Daughter’s anger over South Yorkshire mother’s wait for care

News: Local, national and international news 24-hours a day.
News: Local, national and international news 24-hours a day.
Have your say

A FRAIL 92-year-old woman with Alzheimer’s disease had to wait 38 hours for medical help after she was left with blood pouring from a gashed leg, her daughter has claimed.

An investigation has been launched into how Irene Roden was left alone by emergency services – who said her injury was not a high priority – despite repeated calls for help from her carers and family.

Yorkshire Ambulance Service said callers were asked a number of questions and their answers were used to determine the case’s priority.

Janet Free, Irene’s daughter, said her mother’s leg split open as she was being washed by carers at her home in Rotherham.

The carers rang the number for the town’s emergency nurses, but were then told to call 999.

Mrs Free said call centre officials asked if Mrs Roden was on blood-thinning drug warfarin and, when told she was not, said her case was not serious enough.

Mrs Free, who was told by the 999 operator to phone the call-out system run by the Rotherham NHS Foundation Trust, said: “Mum’s carers, whose support was brilliant, were very upset and concerned but my mother couldn’t say how she felt and blood was gushing from her leg.

“What would have happened if she had been on her own?”

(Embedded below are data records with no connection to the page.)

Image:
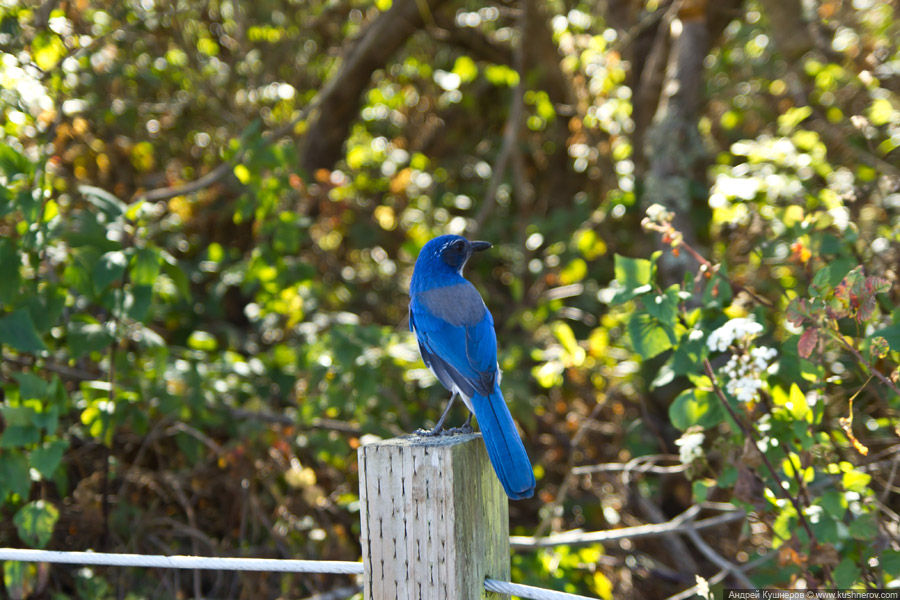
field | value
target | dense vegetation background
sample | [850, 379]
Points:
[209, 218]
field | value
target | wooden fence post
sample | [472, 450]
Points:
[434, 519]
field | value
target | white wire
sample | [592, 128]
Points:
[246, 564]
[183, 562]
[529, 591]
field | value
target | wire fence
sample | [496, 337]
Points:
[158, 561]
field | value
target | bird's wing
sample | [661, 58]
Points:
[456, 337]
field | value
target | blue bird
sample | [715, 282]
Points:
[456, 339]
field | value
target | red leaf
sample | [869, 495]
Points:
[797, 312]
[808, 342]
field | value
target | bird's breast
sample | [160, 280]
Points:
[459, 304]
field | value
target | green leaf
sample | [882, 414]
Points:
[145, 266]
[878, 347]
[695, 407]
[110, 268]
[792, 117]
[45, 459]
[890, 334]
[846, 573]
[466, 68]
[84, 338]
[35, 522]
[881, 112]
[701, 488]
[31, 386]
[46, 307]
[201, 340]
[17, 330]
[864, 527]
[648, 336]
[664, 307]
[798, 405]
[890, 562]
[834, 504]
[10, 266]
[821, 282]
[855, 481]
[110, 205]
[14, 477]
[633, 274]
[12, 162]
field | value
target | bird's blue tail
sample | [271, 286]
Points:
[504, 446]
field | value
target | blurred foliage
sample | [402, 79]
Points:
[198, 330]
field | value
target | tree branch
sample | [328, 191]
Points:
[680, 524]
[340, 98]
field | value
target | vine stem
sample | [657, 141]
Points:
[866, 364]
[750, 433]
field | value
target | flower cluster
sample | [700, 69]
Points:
[659, 213]
[735, 330]
[745, 368]
[743, 371]
[690, 446]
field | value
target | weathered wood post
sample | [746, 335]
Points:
[435, 520]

The accident happened at 7.30am, but it was not until 8pm the next day that a nurse came to Mrs Roden’s home in Bramley.

After the carers were put in contact with a district nurse, they were advised to bandage the wound themselves with a dressing, which they did.

Mrs Free said: “Mum had a two-and-a-half inch gash that required five strips or stitches. But then it was borderline to do so because the cut had been left so long and could have become infected.”

A spokesman for Rotherham NHS Foundation Trust said an investigation was under way.

She said: “We are aware of the complaint from Mrs Free regarding the services received by her mother and are investigating.”

Dave Macklin, of the ambulance service, said: “Staff in our 999 emergency operations centres ask callers a series of questions to determine the seriousness of patients’ illnesses or injuries.

“Based on the information given by callers, patients who do not have serious bleeding and are not taking blood-thinning drugs are not categorised as life-threatening emergencies.”